Security Staff Acquisition & Development

Technology Talent: How to Address Three Recruiting Challenges in 2017

Most of those who run the world’s corporate IT functions spend a lot of their time thinking about where they can find people with the right skills and experience for the massive changes that are coming with mass digitization of almost every aspect of business life.

In fact nearly half of all IT leaders who attended one of CEB’s big meetings this year said, “developing a strategic workforce plan to build engagement skills and technical expertise” was their top priority.

The Labor Market View

And these priorities are shaping the global IT labor market. Drawing on a CEB database of more than two billion job postings worldwide, three broad trends across the global IT talent market emerge. CEB CIO Leadership Council members can read the full research on their dedicated member website (pdf).

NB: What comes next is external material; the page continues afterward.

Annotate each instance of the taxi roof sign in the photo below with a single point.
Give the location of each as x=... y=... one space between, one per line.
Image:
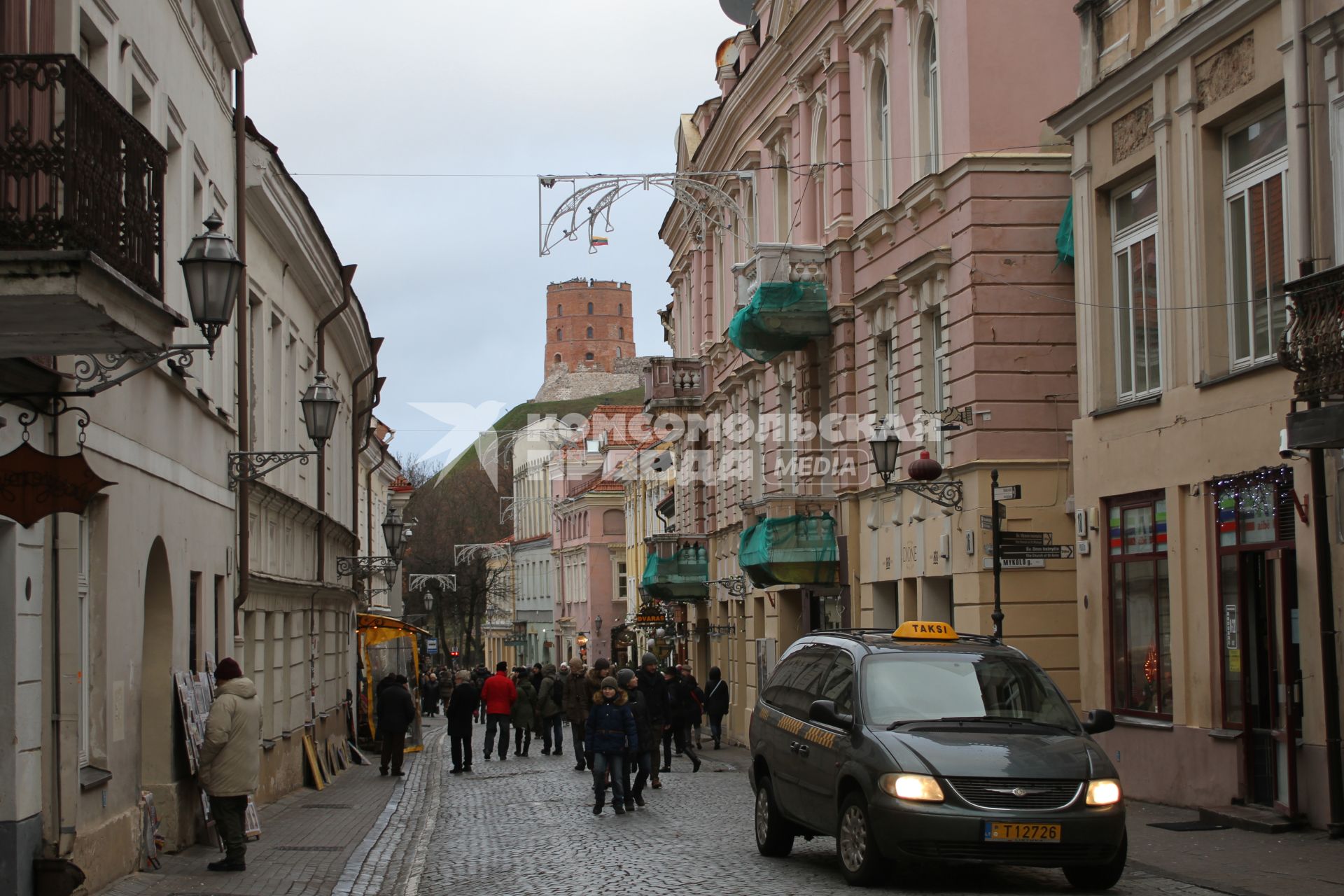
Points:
x=914 y=630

1. Employers face stiff competition for traditional IT skills like coding: In four out of the five markets analyzed (US, UK, China, and Germany) coding skills like Java, JavaScript, SQL, and Linux are the most difficult to source when demand for candidates, candidate supply, and the average number of available candidates is taken into account.

Much of this tightening in the market likely comes from business-unit leaders who are increasingly interested in employees with coding skills.

2. IT project manager is the most difficult role to fill: This is mainly due to a lack of project managers who possess a broad and “entrepreneurial” skill set — strong stakeholder partnership, judgment, risk management, and team leadership skills combined with an understanding of the organization’s priorities and an ability to learn new things.

Additionally, demand for entrepreneurial project managers is not limited to IT and the IT project management team. Business leaders in finance, marketing, and HR functions are also looking for project managers with this profile of skills.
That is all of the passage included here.